Analysts often use their previous knowledge about the infrastructure or detection rule to make decisions. For example, fixed scanning schedules can cause many rules to fire. Without properly tuning the SIEM to avoid such alerts, analysts may ignore a set of alerts or behaviors, assuming that it is a scan because they are used to seeing these alerts. Improving the tuning of the SIEM can help prevent this issue.
Another example is the regularl uncoordinated pentesting activity, if it’s known that pentester is working on some network without proper communication, alerts could be loosly analyzed due to a previous knowledge of some sort of activity is going on in the network. Applying this to availability bias to above alert list, many log4j scanning alert may be skipped thinking that it’s the scheduled scan.
The same though process during alert selection repeated again during the first 10 seconds of the drill down. More difficult time expensive choices an analyst has to select.
Asking the right question
Analyst has to actively think about right question to be asked, knowing why/how the answer will help to ask the next question, and how all questions may lead to answering a hypothesis in mind. Senior analyst will have more hypotheses than junior analysts. The more hypotheses are generated the more questions will be asked. Prioritizing the list of hypotheses and the related question is what is so called good analysis choices.

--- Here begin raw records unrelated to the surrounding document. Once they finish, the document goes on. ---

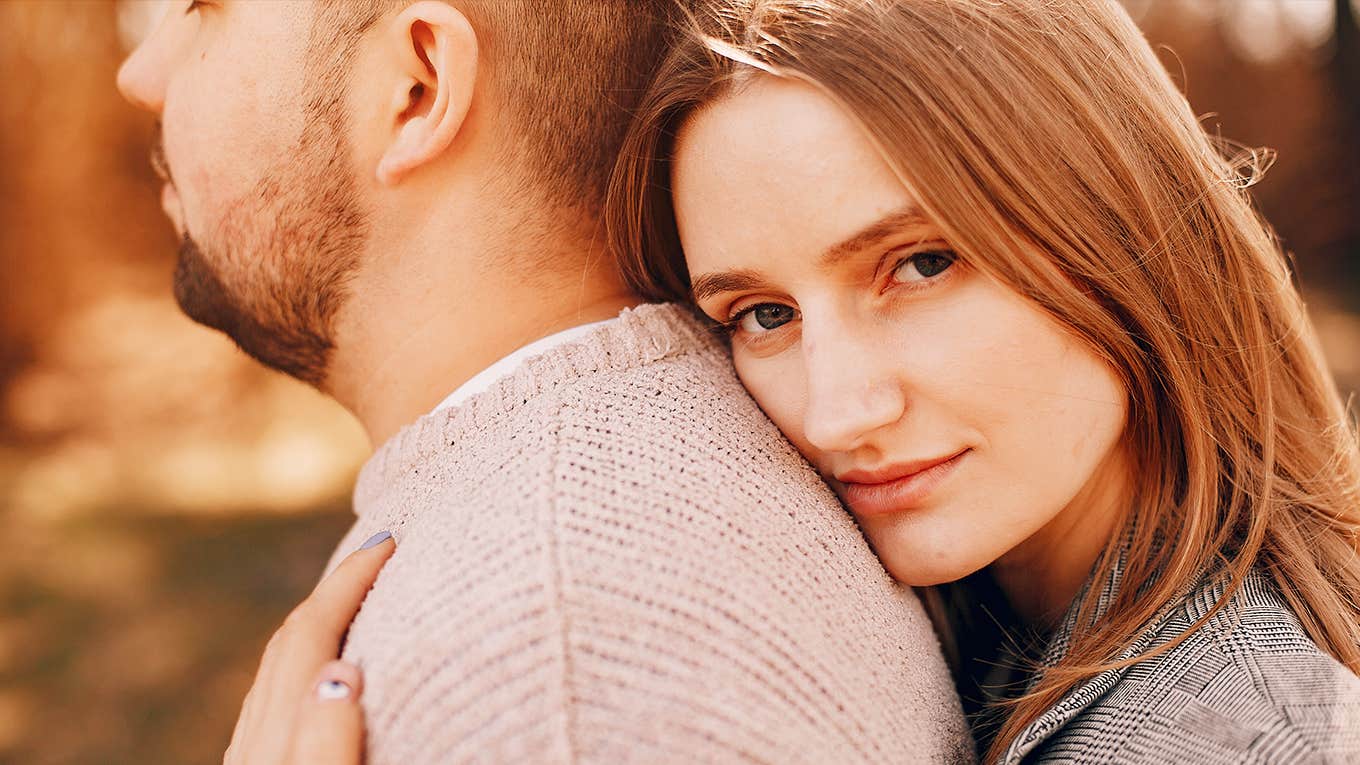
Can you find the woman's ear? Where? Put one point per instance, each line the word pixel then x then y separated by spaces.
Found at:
pixel 435 49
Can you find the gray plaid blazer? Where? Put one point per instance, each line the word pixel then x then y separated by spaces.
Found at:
pixel 1249 686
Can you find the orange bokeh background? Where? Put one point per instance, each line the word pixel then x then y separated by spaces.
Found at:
pixel 165 500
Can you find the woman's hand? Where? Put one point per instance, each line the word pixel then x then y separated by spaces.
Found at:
pixel 303 705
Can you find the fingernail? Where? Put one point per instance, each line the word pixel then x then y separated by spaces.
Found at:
pixel 333 690
pixel 376 539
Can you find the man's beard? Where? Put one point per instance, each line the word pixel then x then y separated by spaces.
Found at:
pixel 282 264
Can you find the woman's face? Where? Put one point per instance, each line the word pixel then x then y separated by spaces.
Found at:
pixel 959 424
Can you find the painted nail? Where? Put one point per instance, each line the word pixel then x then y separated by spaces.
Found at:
pixel 332 690
pixel 376 539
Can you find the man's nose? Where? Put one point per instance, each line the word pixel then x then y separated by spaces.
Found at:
pixel 852 391
pixel 142 78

Chris Sanders research CREATIVE CHOICES: DEVELOPING A THEORY OF DIVERGENCE, CONVERGENCE, AND INTUITION IN SECURITY ANALYSTS tries to understand how SOC analyst generate hypotheses and ask the related investigative questions.
It’s suffice to say the well known phrase in analysis Correlation does not imply causation. Each move and conclusion should be built on a strong foundation of evidence that are derived by applying rules of logic. Cause-and-effect relationships plays a big role in analysis, experience in IT and and the network being protected.

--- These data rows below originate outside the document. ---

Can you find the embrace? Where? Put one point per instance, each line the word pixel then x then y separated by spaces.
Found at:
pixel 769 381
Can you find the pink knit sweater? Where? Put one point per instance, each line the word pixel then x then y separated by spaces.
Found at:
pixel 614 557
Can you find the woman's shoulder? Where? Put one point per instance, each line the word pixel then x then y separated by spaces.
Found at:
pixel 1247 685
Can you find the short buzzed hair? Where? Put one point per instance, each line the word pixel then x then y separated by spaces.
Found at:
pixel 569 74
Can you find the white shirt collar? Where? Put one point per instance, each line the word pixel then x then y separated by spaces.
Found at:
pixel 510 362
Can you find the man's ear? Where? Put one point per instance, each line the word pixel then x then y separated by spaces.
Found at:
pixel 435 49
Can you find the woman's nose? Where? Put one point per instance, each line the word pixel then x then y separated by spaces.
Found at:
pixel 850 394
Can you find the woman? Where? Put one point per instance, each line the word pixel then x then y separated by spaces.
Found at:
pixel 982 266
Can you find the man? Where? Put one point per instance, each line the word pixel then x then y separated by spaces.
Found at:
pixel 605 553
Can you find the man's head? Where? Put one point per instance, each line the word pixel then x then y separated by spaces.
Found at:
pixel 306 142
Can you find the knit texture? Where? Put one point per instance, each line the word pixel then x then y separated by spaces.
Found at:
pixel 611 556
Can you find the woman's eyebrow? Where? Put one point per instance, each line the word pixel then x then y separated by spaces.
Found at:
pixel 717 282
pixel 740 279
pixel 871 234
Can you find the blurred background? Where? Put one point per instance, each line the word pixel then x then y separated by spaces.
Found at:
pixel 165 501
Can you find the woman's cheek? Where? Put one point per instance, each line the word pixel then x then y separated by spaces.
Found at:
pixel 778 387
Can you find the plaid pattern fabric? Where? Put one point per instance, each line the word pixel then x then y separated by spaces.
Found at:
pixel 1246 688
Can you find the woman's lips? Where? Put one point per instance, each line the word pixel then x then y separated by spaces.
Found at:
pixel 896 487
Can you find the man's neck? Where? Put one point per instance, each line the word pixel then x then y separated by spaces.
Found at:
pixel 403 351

Trying to prove the impossible
A fundamental question to consider during any investigation is whether we need to prove or disprove a hypothesis. Knowing which option to choose can save a lot of time, and in some cases, proving a hypothesis may be impossible. Security systems are made up of layers of abstraction that can be leveraged to facilitate investigation. Breaking down the situation into smaller areas with relationships and illuminating the relationships between those areas by asking the right questions can help disprove hypotheses or establish a relationship to a particular scenario. For example, in our dashboard, if the logs are not clear about why procdump64.exe is used, an analyst may think that they need to prove that credential dumping occurred in the system and find evidence to support this. However, it may be easier to find evidence about why procdump64.exe was used instead.
Anchoring and confirmation bias
During analysis, it’s very hard to avoid the temptation to go in a new investigation path as new information are available. Analyst For example may think communication over port 4444 in Repeated IPS hits for same IP Address alert is metasploit where it’s not necessarily the case. Avoiding the new investigative paths is important, whenever a new path is to be considered for analysis, the cost of going into the analysis in terms of time, and whether the overall hypothesis put is contributing in solving the case.
Good analyst should have clear thinking that is reflected on writing. The Ability to accurately write about the events timeline crucial. Analysts sometimes make the mistake to write content to prove their sophistication and deep analysis where it should have been an easy to write an actionable instructions only. in addition recommendations must be reasonably selected.